Additionally, organizations don’t need to worry about licensing, entitlements or where the data lives. They can focus on getting the value out of the data without having to make huge investments to integrate with multiple data providers and individual delivery mechanisms or worry about how and where to store this firehose of data.
Simplifying access is only the first benefit. DigitalGlobe recognizes there are many different user personas who currently work with, or desire to work with, these types of data. At GEOINT 2017, I did a talk, “Location Intelligence—Answers at Your Fingertips: Accessing the DigitalGlobe Platform,” and discussed the methods we make available to users to take advantage of this data.
The right tools for the users
Several types of users work with remote sensing today. We’ve found that all these users want to be able to discover, interact with, and analyze remote sensing data—but each within their own preferred workflows and tools.
- Developers: Within software development efforts via APIs, pre-built development libraries and within deep learning frameworks.
- GIS analysts: Within modern and leading-edge GIS software tools.
- Imagery analysts: Within remote sensing and imagery analysis software tools.
- Data scientists: Within modern data science software tools and methods.
- Consumers: In a simple, intuitive, easy-to-use, web-based interface that enables them to discover and interact with the data and results of analysis performed by the above users.
What are we doing to make this a reality?
For GIS users, we announced an incredibly exciting partnership with Esri at the 2017 Esri User Conference. GIS users who use Esri’s new ArcGIS 10.5 Enterprise product can now have a direct connection to DigitalGlobe’s platform via our Imagery+Analytics subscription. This enables organizations to directly access our entire imagery archive and run advanced analytics from Harris Geospatial, CrowdAI and other cutting-edge analytic providers directly on our data, all from within the world-class Esri tools these users rely on daily.
For imagery analysts, we partnered with Harris Geospatial to import a large number of the Harris ENVI analytic suite capabilities to GBDX for advanced multispectral imagery analysis. We implemented advances in our platform to make serving these results back to users within the desktop tools they use simple and easy.

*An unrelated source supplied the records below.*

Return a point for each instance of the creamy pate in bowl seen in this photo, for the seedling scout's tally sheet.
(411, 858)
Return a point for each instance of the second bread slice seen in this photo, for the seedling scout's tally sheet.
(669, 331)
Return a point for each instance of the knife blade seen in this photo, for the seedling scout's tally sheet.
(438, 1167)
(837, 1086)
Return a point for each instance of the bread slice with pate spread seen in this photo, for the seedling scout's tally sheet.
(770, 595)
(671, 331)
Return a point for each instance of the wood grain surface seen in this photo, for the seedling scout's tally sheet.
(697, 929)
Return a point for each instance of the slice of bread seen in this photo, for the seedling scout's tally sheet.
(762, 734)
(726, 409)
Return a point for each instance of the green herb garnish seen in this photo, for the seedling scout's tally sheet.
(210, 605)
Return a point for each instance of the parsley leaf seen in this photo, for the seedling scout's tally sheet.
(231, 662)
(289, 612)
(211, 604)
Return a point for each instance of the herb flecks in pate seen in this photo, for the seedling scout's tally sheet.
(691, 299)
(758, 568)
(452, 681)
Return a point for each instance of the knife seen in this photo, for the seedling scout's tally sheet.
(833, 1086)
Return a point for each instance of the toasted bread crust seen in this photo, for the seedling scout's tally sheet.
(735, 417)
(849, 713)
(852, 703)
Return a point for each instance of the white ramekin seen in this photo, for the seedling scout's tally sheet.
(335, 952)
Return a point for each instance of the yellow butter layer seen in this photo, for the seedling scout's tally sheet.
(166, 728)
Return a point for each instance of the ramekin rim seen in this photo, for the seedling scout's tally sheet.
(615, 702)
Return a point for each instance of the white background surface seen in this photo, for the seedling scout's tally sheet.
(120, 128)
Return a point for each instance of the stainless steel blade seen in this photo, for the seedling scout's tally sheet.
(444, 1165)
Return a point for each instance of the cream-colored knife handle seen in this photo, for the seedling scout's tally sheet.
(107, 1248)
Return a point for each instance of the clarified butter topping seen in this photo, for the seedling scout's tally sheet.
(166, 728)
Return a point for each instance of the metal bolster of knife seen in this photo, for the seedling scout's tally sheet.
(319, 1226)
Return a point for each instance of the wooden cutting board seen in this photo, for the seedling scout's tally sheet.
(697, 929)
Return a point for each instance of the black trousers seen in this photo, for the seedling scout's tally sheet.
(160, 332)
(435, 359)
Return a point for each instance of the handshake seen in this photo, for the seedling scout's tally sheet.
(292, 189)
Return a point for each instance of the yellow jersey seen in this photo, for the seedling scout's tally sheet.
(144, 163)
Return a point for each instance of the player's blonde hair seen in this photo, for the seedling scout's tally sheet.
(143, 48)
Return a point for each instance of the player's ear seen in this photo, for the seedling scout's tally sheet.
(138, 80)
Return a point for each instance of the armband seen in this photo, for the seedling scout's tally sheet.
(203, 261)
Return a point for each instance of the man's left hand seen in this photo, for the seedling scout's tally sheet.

For data scientists, we’re incredibly excited about our acquisition of Timbr.io in 2016. We can’t wait to unveil a new and exciting way to analyze and interact with data for developers and data scientists later this year, which will make working with DigitalGlobe’s GBDX even easier.
For consumers who want to easily interact with our content, we offer a new Discover interface. It makes discovering and previewing our imagery simple and straightforward. This is just one of many initiatives DigitalGlobe is pursuing to make interacting with the best remote-sensing content, curated data, information layers and analysis results easy to find and use.
Our founder Dr. Walter Scott compares what DigitalGlobe is becoming to Amazon. When you shop on Amazon, you can explore and purchase myriad products—from toothpaste to auto parts and everything in between. You don’t need to think about where the products are warehoused, stocked, packaged or prepared for shipment. DigitalGlobe is working to create a similar experience with geospatial information from multiple sources in one, trusted, convenient location. We make it easy for customers to access an array of products and data from disparate sources. We set it up so the customer doesn’t have to worry about licensing the information or downloading times. In the end, it is our goal to become the ultimate wrangler of data so customers can unlock actionable insight for their business.